Monday, October 13, 2014

Airing out the welcome mat

I had one similar to this outside my dorm room in college.  Could it be we Christians who have acted as if this was our sentiment de facto, if not de jure, might start throwing our personal mats away?

I haven't much to say about the pronouncement coming out of the synod in Rome just now, except to note there's another week to go and let's wait and see what else is said (will the other shoe drop, in other words).  I'm sure Fr. Martin is right, and "This is a stunning change in the way the Catholic church speaks of gay people."  I hope he's also right, and it means "The Synod is clearly listening to the complex, real-life experiences of Catholics around the world, and seeking to address them with mercy, as Jesus did."

That's the interpretation going around, and it's a very hopeful one.  This Pope is making a pastoral effort in the church, at a time when pastoral efforts are needed in the world.  So I am hopeful.

I'm also interested, because the statement from the Synod:

"Homosexuals have gifts and qualities to offer the Christian community: are we capable of welcoming these people, guaranteeing to them a further space in our communities? Often they wish to encounter a Church that offers them a welcoming home," said the document, known by its Latin name "relate".

"Are our communities capable of proving that, accepting and valuing their sexual orientation, without compromising Catholic doctrine on the family and matrimony?" it asked.
Echoes my own concerns in theology as a pastoral effort; the centrality of the idea of hospitality. No, I'm not congratulating myself.  I'm intrigued that this idea is becoming a focal point of institutional pastoral interest by the church.  When I was in seminary the focus was on "community," so my attention to hospitality not a credit to me, but to my teachers.  As I read this statement from the Synod, I'm fully in accord with it.  As they clarify their position over the next week, I'll pay attention.

But it is clear to me, in this day and age at least, hospitality is the key to Christian community,  Christian life, and the Christian gospel.  This new language, inasmuch as it at least marks a change in emphasis, is a good thing.  It could also be interesting.


  1. "let's wait and see what else is said (will the other shoe drop, in other words"

    Considering what was said is really a modest (though not insignificant) improvement at best, yes, let's see if even THIS gets watered down

    [My nomination: "mutual aid to the point of sacrifice constitutes a precious support in the life of the partners" gets stricken, or radically dehumanized. Yes, I'm cynical. Have watched Rome too long.(Remember, Humanae Vitae started out SUPPORTING birth control, until that "other shoe dropped"!)]

  2. JCF--I'd like to think at least putting emphasis on pastoral concerns above doctrinal ones is a step in the right direction.

    The Jesus I encounter in the gospels is a pastor first. Even though my own bent is toward theology (and so doctrine), I remind myself pastoral concerns precede all concerns about who has the right ideas about what.

    So even a small shift in that direction would, I think, be a good thing. And if it influences American Protestants to likewise shift their focus, then it will be a very good thing, indeed.

  3. rmj, can the Gordian knot of the pastoral and the doctrinal be so easily cut?

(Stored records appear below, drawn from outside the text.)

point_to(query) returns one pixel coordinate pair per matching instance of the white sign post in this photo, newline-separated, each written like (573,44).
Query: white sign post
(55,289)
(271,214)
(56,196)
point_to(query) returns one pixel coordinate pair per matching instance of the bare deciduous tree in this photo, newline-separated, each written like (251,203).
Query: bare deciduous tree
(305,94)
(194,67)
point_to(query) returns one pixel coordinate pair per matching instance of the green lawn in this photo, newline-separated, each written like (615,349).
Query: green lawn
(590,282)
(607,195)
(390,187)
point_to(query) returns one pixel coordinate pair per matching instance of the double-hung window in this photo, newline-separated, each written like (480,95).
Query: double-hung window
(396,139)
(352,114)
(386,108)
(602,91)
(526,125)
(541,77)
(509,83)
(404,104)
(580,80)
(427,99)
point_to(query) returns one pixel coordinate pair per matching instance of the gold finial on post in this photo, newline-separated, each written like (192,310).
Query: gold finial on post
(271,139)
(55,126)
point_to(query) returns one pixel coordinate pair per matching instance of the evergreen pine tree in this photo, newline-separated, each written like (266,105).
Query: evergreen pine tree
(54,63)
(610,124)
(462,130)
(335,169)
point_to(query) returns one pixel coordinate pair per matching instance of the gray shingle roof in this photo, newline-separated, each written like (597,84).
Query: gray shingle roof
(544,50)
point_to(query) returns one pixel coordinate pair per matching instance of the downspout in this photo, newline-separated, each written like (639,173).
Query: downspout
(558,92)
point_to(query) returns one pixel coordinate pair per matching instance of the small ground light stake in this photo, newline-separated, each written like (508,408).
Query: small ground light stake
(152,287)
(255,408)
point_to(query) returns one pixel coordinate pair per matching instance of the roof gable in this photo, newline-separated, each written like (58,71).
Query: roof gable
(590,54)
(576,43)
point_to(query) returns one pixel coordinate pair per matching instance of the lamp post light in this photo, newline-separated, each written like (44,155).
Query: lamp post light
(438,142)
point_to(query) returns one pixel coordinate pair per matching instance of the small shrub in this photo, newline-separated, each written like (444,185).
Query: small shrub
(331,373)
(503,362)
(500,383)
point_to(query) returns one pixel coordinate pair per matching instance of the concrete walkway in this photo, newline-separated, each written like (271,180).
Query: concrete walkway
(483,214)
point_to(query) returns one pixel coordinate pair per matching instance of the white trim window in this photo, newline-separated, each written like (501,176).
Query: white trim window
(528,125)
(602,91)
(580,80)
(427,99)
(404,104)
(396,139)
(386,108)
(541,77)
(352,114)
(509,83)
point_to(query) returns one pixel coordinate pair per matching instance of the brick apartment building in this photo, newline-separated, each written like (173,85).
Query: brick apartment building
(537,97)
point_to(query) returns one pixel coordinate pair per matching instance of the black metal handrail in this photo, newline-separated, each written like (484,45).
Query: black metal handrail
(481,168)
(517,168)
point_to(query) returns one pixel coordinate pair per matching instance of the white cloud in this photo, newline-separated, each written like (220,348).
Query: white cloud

    To wit, this (the final line of the section on homosexuals):

    "Furthermore, the Church pays special attention to the children who live with couples of the same sex, emphasizing that the needs and rights of the little ones must always be given priority."

    So, the pastoral priority is "the needs and rights of the little ones" (Must you be so schmaltzy, Rome?). So does that mean "don't diss their gay parents to kids in RC schools"? Or, ala "Manif Pour Tous" (French homophobes) et al, "every child has the RIGHT to a mother and a father, so don't let those Icky Gays adopt/Get-keep custody"? See what I mean---pastoral to WHOM?

    ...and, as we both surmised, the back-pedaling is under way. Only Papa Francesco can say for sure where it'll end up...

  4. JCF--as ever, the devil is in the details. Warning came over the weekend from "conservative bishops" that what had been released was preliminary, not final.

    Still gotta use "best interests of the child" to insist on no-same sex couples, huh? Rather a retrograde definition, says the ol' family lawyer in me.

  5. Called it!

    The first version said homosexual unions can often constitute a "precious support in the life of the partners." The new one says gay unions often constitute "valuable support in the life of these persons."

    Despite the fact that secular people probably think of the word "precious" in terms of Gollum and LOTR, I KNEW that its significance in Roman theology (see re "Precious Blood") was going to cause Curial heads to ^EXPLODE^ when used in connection to Teh Gays.